Clive Longbottom, service director and analyst at Quocirca opened this session saying that the secrets were in fact not very secret. "Cloud changes everything - or does it?" he said. "It's all about latency and its impact on usage. But we find 1 in 7 large organisations say that cloud has no part in their future - ever. There's too much confusion."

From the panel, Kevin Buckingham (BT) said that: "customers are looking for agility, faster routes to market, and optimal solutions."

Pranay Misra (Nanotel) said: "Cloud computing is at an early stage in India - but the issues there are scalability, security and flexibility, and which cloud model to adopt, a passive or an active network?" He said that the shared model would click very soon.

Atsushi Iwata (NEC) said that "you need to think about the applications first, then the network infrastructure."

Mark Pearson (HP) asked whether OpenFlow network would operate across the WAN. "We can speed up automation within and across the datacentres, it will happen," he said.

Longbottom said that datacentre designs are changing, with integrated systems from eg Dell and HP, and asked if this was the future.

Bruce Bateman (Dell) said: "Today you want to pay as you grow. We can provide fully containerised solutions, and that model is easier for an IT guy." He said that organisations can buy more pieces as the business changes, and that they need to be able to move modules around according to needs, not just scale up.

Pearson said that it was up to cloud managers whether OpenFlow (SDN) was the future, given the strengths of proprietary networks. He noted that "OpenStack is open with integration points".

Buckingham said that if you have a customer and provide them with good service, they will stay with you. He said: "You can spend a lot of time in configuring and providing services, but customers are much more savvy than they were, so they need to know that they can switch suppliers if necessary. They want options for the future."

Longbottom said that networks need to flatten to reduce latency. Misra said that this is important, but that it depends on opex costs. He said that it's about security not just investment and that the multi-tier model will not work in a shared network.

Bateman said that traffic is more east-west than before, so this brings the user closer to the network. "We can speed up the infrastructure in the datacentre but the service provider gets the latency across countries and continents," he said, "A 350 millisecond round trip between UK and Asia is not good enough." This meant that service providers will need to store data within the country of origin, and use technologies such as deduping and caching.
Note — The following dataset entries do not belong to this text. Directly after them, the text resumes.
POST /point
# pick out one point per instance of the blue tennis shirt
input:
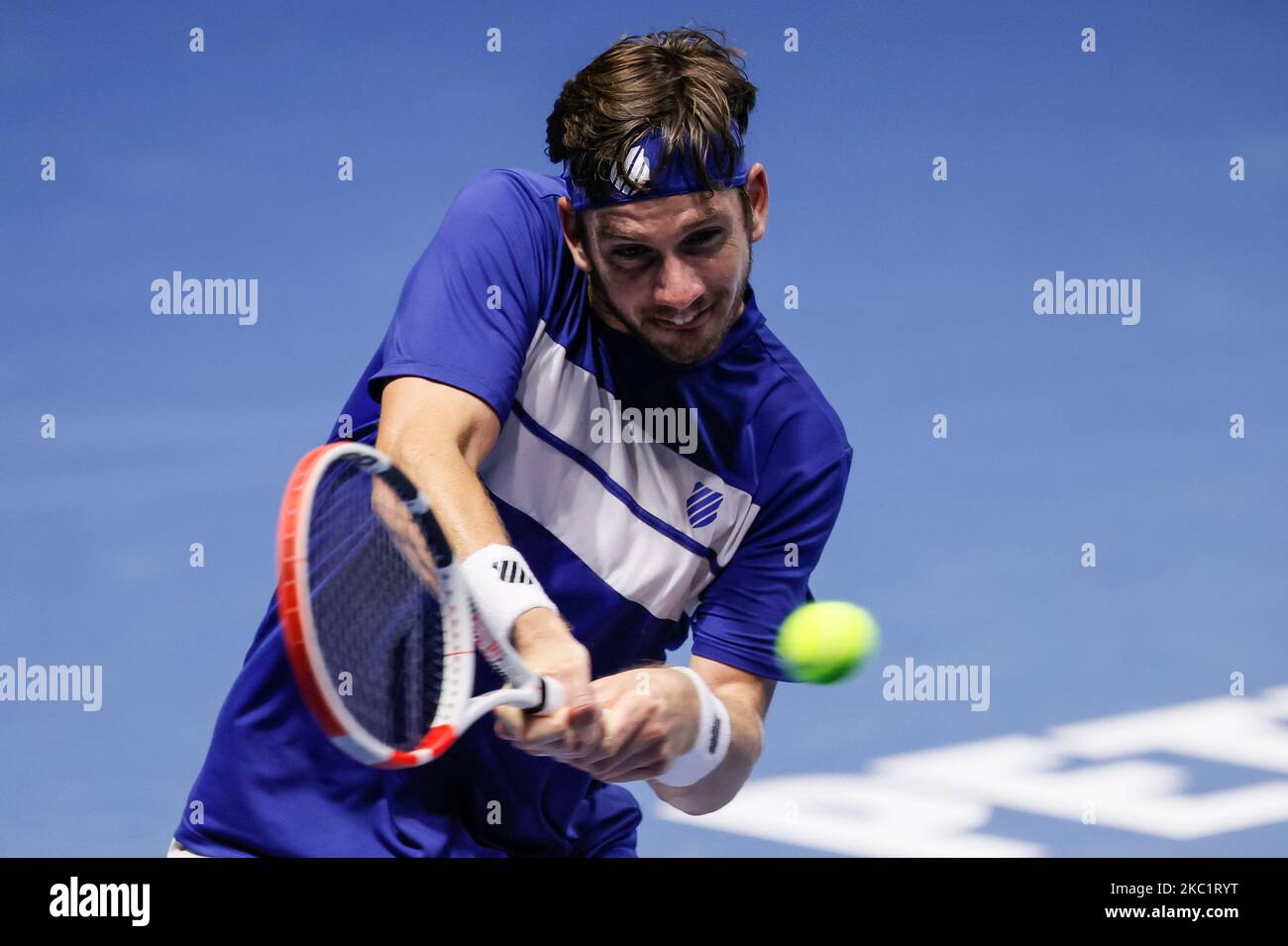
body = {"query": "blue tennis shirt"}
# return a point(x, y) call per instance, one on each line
point(639, 545)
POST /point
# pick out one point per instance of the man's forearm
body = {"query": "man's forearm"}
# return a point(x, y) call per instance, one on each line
point(746, 740)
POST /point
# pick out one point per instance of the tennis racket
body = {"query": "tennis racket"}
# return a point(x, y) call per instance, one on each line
point(380, 630)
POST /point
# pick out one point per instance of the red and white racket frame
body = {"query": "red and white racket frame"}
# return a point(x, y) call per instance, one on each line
point(463, 632)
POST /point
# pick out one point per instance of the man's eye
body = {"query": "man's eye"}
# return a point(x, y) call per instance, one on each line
point(634, 253)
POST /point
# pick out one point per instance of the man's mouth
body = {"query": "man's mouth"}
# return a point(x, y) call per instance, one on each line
point(686, 322)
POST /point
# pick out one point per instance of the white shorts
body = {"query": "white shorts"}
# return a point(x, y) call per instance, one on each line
point(178, 850)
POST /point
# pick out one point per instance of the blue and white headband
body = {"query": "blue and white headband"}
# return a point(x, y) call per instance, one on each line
point(678, 176)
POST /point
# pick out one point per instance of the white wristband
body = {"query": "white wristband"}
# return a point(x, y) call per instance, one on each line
point(709, 747)
point(502, 587)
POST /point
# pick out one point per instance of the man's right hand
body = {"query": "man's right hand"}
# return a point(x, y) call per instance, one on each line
point(545, 643)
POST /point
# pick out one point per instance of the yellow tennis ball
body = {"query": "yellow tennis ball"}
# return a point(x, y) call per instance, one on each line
point(825, 641)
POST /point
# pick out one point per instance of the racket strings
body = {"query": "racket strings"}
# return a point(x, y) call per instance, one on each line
point(376, 605)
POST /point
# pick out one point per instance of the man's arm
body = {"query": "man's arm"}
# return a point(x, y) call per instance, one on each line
point(746, 696)
point(438, 435)
point(651, 718)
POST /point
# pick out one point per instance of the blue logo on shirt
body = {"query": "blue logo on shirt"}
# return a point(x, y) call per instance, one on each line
point(703, 503)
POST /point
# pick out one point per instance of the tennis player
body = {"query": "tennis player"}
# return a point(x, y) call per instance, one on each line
point(579, 374)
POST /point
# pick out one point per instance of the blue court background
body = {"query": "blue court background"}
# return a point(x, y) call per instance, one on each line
point(915, 299)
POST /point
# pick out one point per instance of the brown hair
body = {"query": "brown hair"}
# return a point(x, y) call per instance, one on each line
point(683, 81)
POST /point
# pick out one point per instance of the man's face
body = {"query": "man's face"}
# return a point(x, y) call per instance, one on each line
point(671, 270)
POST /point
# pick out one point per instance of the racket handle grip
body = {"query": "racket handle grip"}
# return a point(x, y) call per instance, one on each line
point(554, 695)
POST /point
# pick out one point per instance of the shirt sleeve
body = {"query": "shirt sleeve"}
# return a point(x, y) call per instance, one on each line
point(738, 617)
point(472, 302)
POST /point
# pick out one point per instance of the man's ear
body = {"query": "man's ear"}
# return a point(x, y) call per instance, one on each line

Longbottom said that static SLAs are not useful any more and that performance creep is an issue. How could we improve SLAs automatically to meet new requirements, he asked. Could we reach a  value level agreement?

Itawa said: "The open network summit covers this - eg we can provide guaranteed service. Now we have to provide the right tools to allow networks to scale."

Bateman said that Dell could remotely manage not just desktops and laptops but also servers, and that it had lot of tools for management and automation.

Pearson said that "datacentre dynamics need a central control plane to abstract resources. It means can you can incorporate feedback and use that for templates."

Longbottom asked: "Abstracting resources has value but doing it all at line speed creates problems as it's down to hardware. Can we do it all at line speed?"

Misra said that it's about how fast you can move in that direction. "In India, the dynamics are very high and live data transfers from old datacentres will take time."

Buckingham said: "BT has invested heavily in the network so we are looking to put active traffic shaping with agreement with customers."

Longbottom concluded by saying that the network is now the important thing. "It is critical to get it right at the datacentre, WAN and LAN levels. It needs a holistic view."